1) Model-based indicators (machine learning)

Toxicity/Aggression: Use Jigsaw’s Perspective API to obtain probabilities for “TOXICITY,” “INSULT,” “PROFANITY,” “IDENTITY_ATTACK,” etc. Japanese is supported (see the official language table).
Politeness: Stanford’s research established a framework for estimating “politeness” from markers like request forms, hedges, honorifics, etc. It’s English-centric, but the methodology can be adapted to Japanese. The R package politeness is also useful.

2) Lightweight rules for Japanese (highly interpretable)

Honorific/hedge rate: Ratios of “です/ます,” “〜でしょうか,” “お手数ですが,” “お願いします,” and the like.
Presence of slurs/derogatory terms: A custom NG-word list (including figurative or euphemistic forms).
Imperatives/strong assertions: Frequency of “〜しろ,” “〜に決まってる,” heavy use of exclamation marks, ALL-KATAKANA bursts, etc.
Consideration/evidence markers: Signs of dialogic and verifiable style such as “根拠：,” “出典：,” “もし〜なら.”
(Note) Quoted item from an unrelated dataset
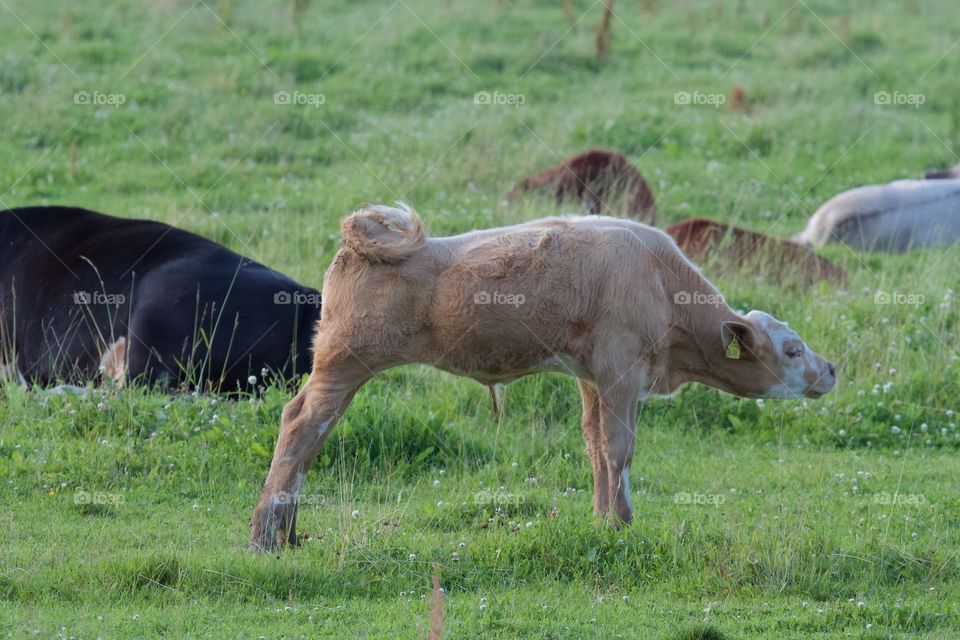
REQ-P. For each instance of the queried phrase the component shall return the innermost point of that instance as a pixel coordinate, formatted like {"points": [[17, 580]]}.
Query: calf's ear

Reports/blocks, constructiveness of replies, churn/exit rate, etc., also reflect “civility.” Toxic posts are empirically associated with reduced participation.
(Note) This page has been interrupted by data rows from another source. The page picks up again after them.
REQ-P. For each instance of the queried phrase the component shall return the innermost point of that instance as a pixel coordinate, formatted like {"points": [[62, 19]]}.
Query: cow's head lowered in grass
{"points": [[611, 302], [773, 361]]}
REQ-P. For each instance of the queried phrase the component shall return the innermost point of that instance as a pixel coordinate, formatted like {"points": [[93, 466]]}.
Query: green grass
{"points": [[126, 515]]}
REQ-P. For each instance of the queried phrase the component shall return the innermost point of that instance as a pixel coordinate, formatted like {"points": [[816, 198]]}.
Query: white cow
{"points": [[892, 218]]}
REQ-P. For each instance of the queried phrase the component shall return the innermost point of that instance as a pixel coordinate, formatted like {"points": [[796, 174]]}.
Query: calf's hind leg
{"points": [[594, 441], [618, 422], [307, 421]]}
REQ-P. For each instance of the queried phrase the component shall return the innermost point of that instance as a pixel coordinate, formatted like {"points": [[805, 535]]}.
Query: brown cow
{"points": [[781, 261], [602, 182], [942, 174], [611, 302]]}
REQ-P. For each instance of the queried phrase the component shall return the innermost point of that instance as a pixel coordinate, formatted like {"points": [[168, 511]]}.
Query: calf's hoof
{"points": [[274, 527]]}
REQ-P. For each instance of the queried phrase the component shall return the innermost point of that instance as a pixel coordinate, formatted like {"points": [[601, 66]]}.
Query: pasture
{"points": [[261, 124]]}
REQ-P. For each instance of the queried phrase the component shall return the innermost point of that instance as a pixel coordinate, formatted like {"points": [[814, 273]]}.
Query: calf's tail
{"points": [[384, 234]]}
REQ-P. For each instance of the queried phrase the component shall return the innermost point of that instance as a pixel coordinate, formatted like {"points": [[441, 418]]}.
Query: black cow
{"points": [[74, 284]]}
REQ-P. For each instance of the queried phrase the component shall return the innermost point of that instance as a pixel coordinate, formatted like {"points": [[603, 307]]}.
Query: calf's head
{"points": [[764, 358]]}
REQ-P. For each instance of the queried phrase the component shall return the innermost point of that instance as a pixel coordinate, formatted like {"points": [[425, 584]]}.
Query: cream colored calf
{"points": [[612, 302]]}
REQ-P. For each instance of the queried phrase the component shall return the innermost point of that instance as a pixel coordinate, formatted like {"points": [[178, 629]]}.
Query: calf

Compute 0–100 (one possible formula; tune weights with data):

Base: Civility = 40*(1 - Toxicity) + 20*Politeness + 20*Heuristics + 20*ThreadHealth
- Toxicity: Perspective “TOXICITY” probability (0–1).
- Politeness: Probability from a politeness classifier (0–1).
- Heuristics: Averaged, normalized rule features (0–1).
- ThreadHealth: 0–1 from low report rate, high constructive-reply rate, etc.

Preprocess: Keep URLs/emojis; tokenize with MeCab/Sudachi.
Inference: Perspective for toxicity; politeness via transfer learning from English or start rule-based.
Rule features: Honorific rate, slur hits, imperative/assertion strength, etc.
Fusion: Combine with the weights above and apply thresholds (e.g., 80+ = Exemplary, 60–80 = Good, 40–60 = Caution, <40 = Needs action).
Validation: Compare to human labels; evaluate with AUC/F1. Run a bias audit (e.g., over-flagging sentences that contain identity terms).

Language/dialect bias: Models can misfire across languages and styles; check for language-specific errors.
Quoting/irony/reposts: Quoting harmful text to criticize it may still be flagged as “toxic.”
Chilling effects: Over-strict automation can suppress diversity of expression and deter participation.